Tensions Between US And Russia Over Syria Are Unlikely To Diminish Anytime Soon

Both major powers have sent mixed signals.

By Alain Stephens & Rhonda FanningJune 20, 2017 7:44 am

On Monday, Russia threatened to shoot down any coalition jets flying west of the Euphrates river, after the U.S. shot down a Syrian warplane over the weekend. Russia is also suspending its use of the hotline between the U.S. and Russia that was set up to prevent accidents in the Syrian combat zone. The U.S. has also suspended talks with Russia over resolution of the Syrian conflict.

Michael Mosser, who specializes in international relations and global studies at the University of Texas at Austin says the U.S. has a choice in Syria – to de-escalate its role in the conflict, or take a more aggressive stance, especially with regard to Russia. And, he says, it may be difficult for the U.S. to avoid conflict in Syria.

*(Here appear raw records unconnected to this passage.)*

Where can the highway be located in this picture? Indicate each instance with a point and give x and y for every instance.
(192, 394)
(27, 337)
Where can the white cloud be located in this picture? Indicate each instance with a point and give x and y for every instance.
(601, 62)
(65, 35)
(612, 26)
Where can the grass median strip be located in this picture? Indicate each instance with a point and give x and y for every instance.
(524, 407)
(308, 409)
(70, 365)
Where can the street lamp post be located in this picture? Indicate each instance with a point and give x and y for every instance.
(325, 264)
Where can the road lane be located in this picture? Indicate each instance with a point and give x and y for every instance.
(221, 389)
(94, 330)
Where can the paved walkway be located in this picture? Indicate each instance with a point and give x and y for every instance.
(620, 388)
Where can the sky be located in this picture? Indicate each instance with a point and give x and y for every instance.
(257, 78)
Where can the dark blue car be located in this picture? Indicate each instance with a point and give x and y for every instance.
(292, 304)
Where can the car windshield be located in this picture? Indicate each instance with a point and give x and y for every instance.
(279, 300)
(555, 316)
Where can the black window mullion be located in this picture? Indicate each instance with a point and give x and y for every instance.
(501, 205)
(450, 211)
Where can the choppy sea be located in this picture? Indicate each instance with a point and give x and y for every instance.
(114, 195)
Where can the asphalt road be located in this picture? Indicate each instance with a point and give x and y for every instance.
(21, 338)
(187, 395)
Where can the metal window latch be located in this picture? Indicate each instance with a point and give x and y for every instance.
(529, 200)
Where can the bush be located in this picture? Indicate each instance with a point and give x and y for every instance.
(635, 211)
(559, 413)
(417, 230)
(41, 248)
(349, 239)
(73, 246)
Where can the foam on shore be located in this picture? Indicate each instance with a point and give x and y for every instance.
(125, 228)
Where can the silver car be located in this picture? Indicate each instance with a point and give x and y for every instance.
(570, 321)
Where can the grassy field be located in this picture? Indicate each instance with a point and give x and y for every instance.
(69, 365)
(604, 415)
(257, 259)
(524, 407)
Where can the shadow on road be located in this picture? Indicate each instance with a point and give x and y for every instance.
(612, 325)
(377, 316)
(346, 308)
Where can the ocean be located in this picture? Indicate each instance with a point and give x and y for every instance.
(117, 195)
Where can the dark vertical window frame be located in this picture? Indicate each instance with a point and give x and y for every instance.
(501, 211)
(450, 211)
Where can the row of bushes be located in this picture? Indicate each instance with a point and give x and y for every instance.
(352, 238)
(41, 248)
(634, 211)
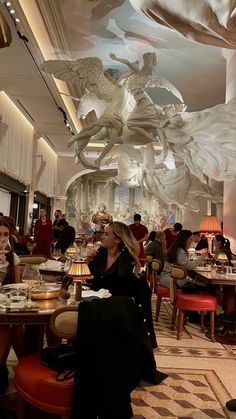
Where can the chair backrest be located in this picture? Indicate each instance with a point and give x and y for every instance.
(177, 272)
(32, 260)
(63, 322)
(156, 266)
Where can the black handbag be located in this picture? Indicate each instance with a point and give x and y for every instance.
(60, 358)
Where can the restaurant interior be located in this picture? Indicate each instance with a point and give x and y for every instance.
(111, 108)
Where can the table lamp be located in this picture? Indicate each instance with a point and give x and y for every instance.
(79, 271)
(210, 226)
(222, 258)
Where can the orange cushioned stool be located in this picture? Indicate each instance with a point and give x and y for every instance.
(37, 386)
(196, 302)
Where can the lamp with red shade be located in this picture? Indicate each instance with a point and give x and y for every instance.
(210, 225)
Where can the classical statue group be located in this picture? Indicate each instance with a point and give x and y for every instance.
(199, 144)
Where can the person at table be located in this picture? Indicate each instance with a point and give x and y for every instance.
(140, 232)
(177, 254)
(67, 236)
(115, 266)
(171, 234)
(55, 228)
(150, 239)
(199, 242)
(43, 235)
(9, 273)
(222, 245)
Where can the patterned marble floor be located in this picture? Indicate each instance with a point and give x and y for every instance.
(202, 377)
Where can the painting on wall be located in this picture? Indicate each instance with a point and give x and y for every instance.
(91, 191)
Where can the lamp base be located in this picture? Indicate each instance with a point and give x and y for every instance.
(78, 290)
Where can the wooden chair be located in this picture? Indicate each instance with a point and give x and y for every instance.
(200, 301)
(159, 290)
(149, 271)
(36, 384)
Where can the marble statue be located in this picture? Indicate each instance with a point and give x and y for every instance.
(101, 217)
(137, 168)
(204, 140)
(207, 21)
(130, 116)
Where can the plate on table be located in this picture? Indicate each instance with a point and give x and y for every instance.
(231, 275)
(203, 269)
(18, 286)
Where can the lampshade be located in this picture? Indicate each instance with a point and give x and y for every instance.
(222, 257)
(210, 224)
(80, 270)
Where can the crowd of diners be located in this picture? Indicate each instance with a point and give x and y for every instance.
(115, 266)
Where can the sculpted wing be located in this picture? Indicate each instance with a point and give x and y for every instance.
(158, 81)
(87, 73)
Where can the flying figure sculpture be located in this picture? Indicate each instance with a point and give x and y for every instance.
(204, 140)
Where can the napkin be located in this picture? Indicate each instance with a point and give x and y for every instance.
(102, 293)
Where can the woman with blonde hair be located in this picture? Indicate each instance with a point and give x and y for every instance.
(116, 262)
(116, 266)
(9, 274)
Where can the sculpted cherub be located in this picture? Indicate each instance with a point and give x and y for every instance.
(130, 115)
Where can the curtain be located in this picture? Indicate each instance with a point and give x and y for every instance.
(16, 142)
(46, 168)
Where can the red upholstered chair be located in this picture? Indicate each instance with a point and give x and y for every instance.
(37, 384)
(149, 272)
(201, 301)
(159, 290)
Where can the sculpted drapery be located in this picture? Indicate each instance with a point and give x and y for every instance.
(210, 22)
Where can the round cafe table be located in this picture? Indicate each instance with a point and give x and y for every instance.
(226, 336)
(34, 322)
(52, 268)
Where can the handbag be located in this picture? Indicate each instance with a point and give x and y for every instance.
(60, 358)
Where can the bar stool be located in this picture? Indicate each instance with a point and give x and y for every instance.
(159, 290)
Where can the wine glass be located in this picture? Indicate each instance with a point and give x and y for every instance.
(56, 253)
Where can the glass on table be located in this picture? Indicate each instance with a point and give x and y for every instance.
(56, 253)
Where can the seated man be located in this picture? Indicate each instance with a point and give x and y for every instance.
(157, 247)
(199, 242)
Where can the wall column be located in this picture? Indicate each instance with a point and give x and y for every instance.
(131, 198)
(229, 209)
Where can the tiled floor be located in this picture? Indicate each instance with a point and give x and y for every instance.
(202, 377)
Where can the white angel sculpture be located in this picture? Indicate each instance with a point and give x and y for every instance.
(130, 116)
(205, 140)
(137, 168)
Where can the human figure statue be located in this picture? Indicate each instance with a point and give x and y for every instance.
(137, 168)
(206, 21)
(101, 217)
(130, 116)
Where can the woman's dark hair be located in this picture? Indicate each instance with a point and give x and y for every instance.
(10, 276)
(152, 235)
(225, 243)
(179, 243)
(66, 239)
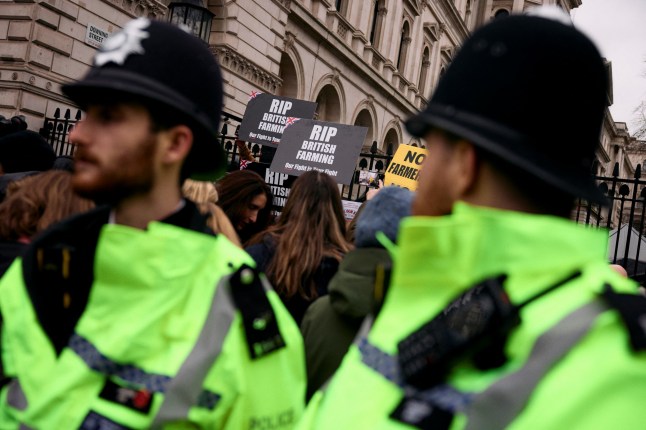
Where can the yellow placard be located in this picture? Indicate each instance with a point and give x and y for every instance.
(404, 168)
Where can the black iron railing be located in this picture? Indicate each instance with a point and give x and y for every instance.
(623, 218)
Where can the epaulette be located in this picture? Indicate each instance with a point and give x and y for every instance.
(258, 317)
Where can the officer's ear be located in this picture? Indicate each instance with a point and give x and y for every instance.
(468, 164)
(178, 144)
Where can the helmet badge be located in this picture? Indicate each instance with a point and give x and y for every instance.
(118, 47)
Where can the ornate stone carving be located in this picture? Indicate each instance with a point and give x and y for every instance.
(234, 62)
(342, 29)
(288, 42)
(287, 4)
(149, 8)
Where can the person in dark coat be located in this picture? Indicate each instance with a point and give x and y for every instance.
(332, 322)
(34, 203)
(302, 251)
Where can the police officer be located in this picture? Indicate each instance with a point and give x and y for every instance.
(501, 312)
(136, 315)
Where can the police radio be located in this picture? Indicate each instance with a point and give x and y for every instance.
(474, 326)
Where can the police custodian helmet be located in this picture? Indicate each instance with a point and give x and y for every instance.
(531, 90)
(160, 63)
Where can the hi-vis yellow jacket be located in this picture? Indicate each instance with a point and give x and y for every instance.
(570, 364)
(162, 343)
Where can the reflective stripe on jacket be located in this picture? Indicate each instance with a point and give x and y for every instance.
(159, 344)
(593, 380)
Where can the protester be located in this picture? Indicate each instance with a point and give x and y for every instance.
(25, 151)
(302, 251)
(204, 195)
(22, 153)
(246, 199)
(501, 311)
(332, 322)
(33, 204)
(135, 315)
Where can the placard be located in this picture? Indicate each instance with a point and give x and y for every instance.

“[Many planners are worried] that we have essentially headed down a road where further confrontation is likely, or even inevitable,” Mosser says. “You’ve got the American forces working behind the scenes to re-establish communications with the Russians – the de-escalation, de-conflict hotline that has been suspended for a few days.”

Mosser says Russia’s intentions are unclear and conflicting.

“Moreover, the Russians seem to be speaking in two different languages here because the defense minister made this very pointed warning to the American forces that they would be treated as targets,” Mosser says. “The foreign minister, on the other hand, said ‘everybody needs to take a step back and work to de-escalate the situation.'”

The escalation of conflict in western Syria, where U.S. forces shot down the Syrian plane, could potentially lead to a division between the eastern and western sides of the country, Mosser says, much as Germany was divided by the Berlin Wall when the U.S. and Russia were in conflict after World War II. But there are more players in Syria.

“One of the differences between Syria 2017 and Berlin [between 1948 and 1961] is that this is a fundamentally more complex situation. You’ve got a great many overlaps in Syria,” Mosser says. “[You have] the two great powers, the U.S. and Russia, but you’ve also got Iran, you’ve got Saudi Arabia, you’ve got various non-state actors. Obviously, ISIS is still a viable actor here.”